A former Capitol Police sergeant was arrested when she attempted to enter the Ford House Office Building with a handgun.

Tomi Finkle was arrested Nov. 20 and charged with attempted carrying a pistol without a license, a misdemeanor. The District of Columbia’s Firearms Control Regulations Act of 1975 essentially bans the ownership of handguns in the city (guns registered before February 1977 are permitted), with the exception of police officers or military personnel.

According to a police report on the incident, Capitol Police stationed at the Ford Building’s Second Street entrance stopped Finkle around 2:50 p.m. after noticing the image of a gun on an X-ray machine monitor.

“Upon completing the admin[istrative] search, noticed what appeared to be a handgun. After searching handbag, located the handgun,” the report states.

Officers arrested Finkle, 48, and confiscated the gun and two rounds of ammunition.

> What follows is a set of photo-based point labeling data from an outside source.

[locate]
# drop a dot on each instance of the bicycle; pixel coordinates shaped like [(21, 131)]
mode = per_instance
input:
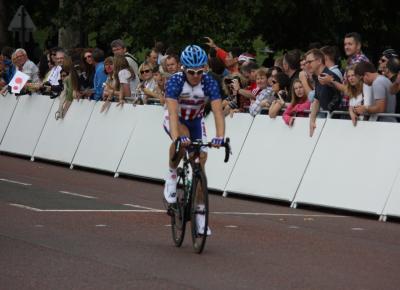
[(189, 195)]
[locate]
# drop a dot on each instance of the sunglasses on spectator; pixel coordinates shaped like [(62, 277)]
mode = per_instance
[(309, 61), (195, 72)]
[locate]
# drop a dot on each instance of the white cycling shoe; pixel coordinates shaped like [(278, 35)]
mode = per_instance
[(170, 190), (200, 221)]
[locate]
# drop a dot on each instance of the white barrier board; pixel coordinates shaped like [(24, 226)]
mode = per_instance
[(352, 167), (60, 138), (147, 151), (26, 124), (236, 129), (274, 158), (106, 137), (392, 207), (7, 107)]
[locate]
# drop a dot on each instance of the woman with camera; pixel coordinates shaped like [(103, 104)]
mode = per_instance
[(234, 102), (280, 84)]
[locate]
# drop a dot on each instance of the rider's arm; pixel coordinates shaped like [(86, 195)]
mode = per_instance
[(172, 106), (216, 107)]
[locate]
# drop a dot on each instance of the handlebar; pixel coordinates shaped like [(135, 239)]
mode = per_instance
[(198, 144)]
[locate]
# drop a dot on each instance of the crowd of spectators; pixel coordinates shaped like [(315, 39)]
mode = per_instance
[(299, 83)]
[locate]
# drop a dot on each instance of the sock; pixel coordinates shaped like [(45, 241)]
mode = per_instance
[(171, 173)]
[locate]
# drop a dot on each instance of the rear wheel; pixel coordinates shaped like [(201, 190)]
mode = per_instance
[(178, 219), (199, 206)]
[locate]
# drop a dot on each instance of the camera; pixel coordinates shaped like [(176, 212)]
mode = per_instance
[(229, 80), (52, 90)]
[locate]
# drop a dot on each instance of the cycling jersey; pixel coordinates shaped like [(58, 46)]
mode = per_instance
[(192, 99)]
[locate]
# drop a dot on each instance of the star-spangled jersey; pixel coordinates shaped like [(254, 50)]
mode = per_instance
[(192, 100)]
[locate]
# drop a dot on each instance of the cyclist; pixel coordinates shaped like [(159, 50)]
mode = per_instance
[(187, 93)]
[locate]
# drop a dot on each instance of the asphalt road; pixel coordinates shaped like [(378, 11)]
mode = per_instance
[(74, 229)]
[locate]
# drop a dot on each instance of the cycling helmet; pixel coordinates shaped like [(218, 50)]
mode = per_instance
[(193, 56)]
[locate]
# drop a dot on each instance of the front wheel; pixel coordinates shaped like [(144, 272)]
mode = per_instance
[(199, 211)]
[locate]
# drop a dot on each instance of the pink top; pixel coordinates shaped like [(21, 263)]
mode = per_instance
[(292, 110)]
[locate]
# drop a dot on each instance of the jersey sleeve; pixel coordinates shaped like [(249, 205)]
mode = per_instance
[(211, 88), (174, 86)]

Finkle, who retired from the force in March, said she wasn’t aware she had the gun with her when she arrived at the Ford Building to pick up several 175th anniversary badges she had purchased from the law-enforcement agency.

“I didn’t realize it was in there,” Finkle said. “I had just changed purses and I didn’t know it was there. [The officers] had to do two inspections because they couldn’t find it.

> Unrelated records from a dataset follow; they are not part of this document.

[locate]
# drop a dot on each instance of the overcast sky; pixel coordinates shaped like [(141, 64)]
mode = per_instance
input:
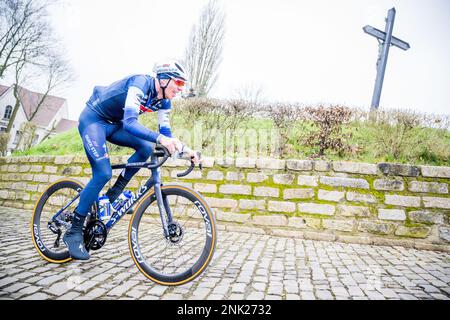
[(294, 50)]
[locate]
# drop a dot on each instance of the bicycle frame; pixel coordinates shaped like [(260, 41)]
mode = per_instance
[(153, 182)]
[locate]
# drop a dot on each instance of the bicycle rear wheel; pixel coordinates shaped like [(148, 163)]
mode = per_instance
[(187, 252)]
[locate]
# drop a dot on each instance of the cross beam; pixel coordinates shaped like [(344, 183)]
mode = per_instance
[(386, 40)]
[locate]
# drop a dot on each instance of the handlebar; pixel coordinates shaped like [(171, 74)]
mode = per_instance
[(160, 152)]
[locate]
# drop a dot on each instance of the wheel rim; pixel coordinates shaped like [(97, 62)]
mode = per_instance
[(172, 262)]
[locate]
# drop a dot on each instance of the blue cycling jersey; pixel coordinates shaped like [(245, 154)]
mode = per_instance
[(124, 100)]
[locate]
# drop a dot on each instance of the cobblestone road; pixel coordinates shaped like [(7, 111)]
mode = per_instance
[(245, 266)]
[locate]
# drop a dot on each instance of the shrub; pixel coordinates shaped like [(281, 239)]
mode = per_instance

“It sounds terrible being a retired officer, you didn’t know a gun was in a purse, but I didn’t know it was there,” she added.

One officer familiar with the arrest criticized the decision to charge Finkle with an attempted offense, rather than with the full charge for carrying a pistol without a license, which would be a felony and carry stricter penalties.

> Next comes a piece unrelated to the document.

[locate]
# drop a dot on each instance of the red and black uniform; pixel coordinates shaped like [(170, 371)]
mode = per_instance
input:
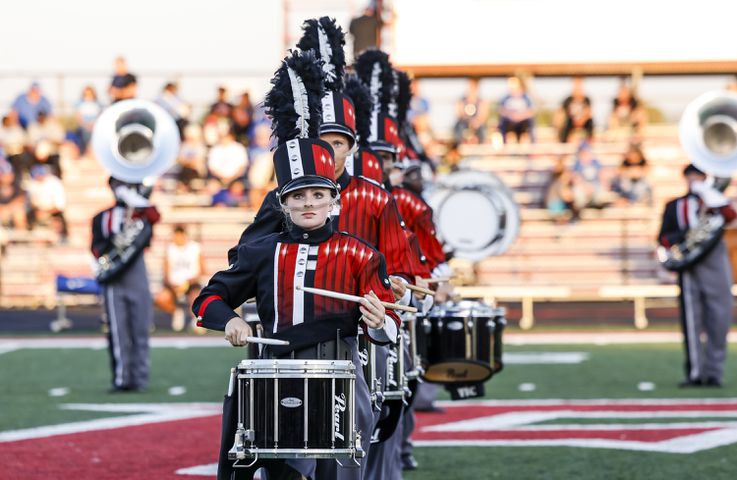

“It’s not like somebody who just didn’t know [the law],” the officer said, noting the misdemeanor offense is most often used for out-of-state visitors or officers who are not familiar with D.C.’s gun ban.

But Finkle contends that retired officers are often allowed to enter Capitol office buildings with firearms so along as the weapons are placed in storage while the retirees are inside in the buildings.

“There are police commanders in the department currently who simply secure retired officers’ weapons and let them go about their business, that has been a past practice on Capitol Hill,” said Finkle.

Finkle, a transgender woman who was born a male and known as Thomas Finkle prior to retiring from the Capitol Police, now volunteers in the Metropolitan Police Department’s Auxiliary Service and is assigned to the Gay and Lesbian Liaison Unit. She has also taught diversity awareness courses for the Capitol Police Department.

According to MPD’s Web site, Finkle also works with Maryland’s Search and Rescue mounted unit and is a member of the Maryland Search Team Task Force. A message left for Finkle at MPD’s Gay and Lesbian Liaison Unit was not returned.

The charges are being processed by the U.S. Attorney’s Office but a trial date has not been set.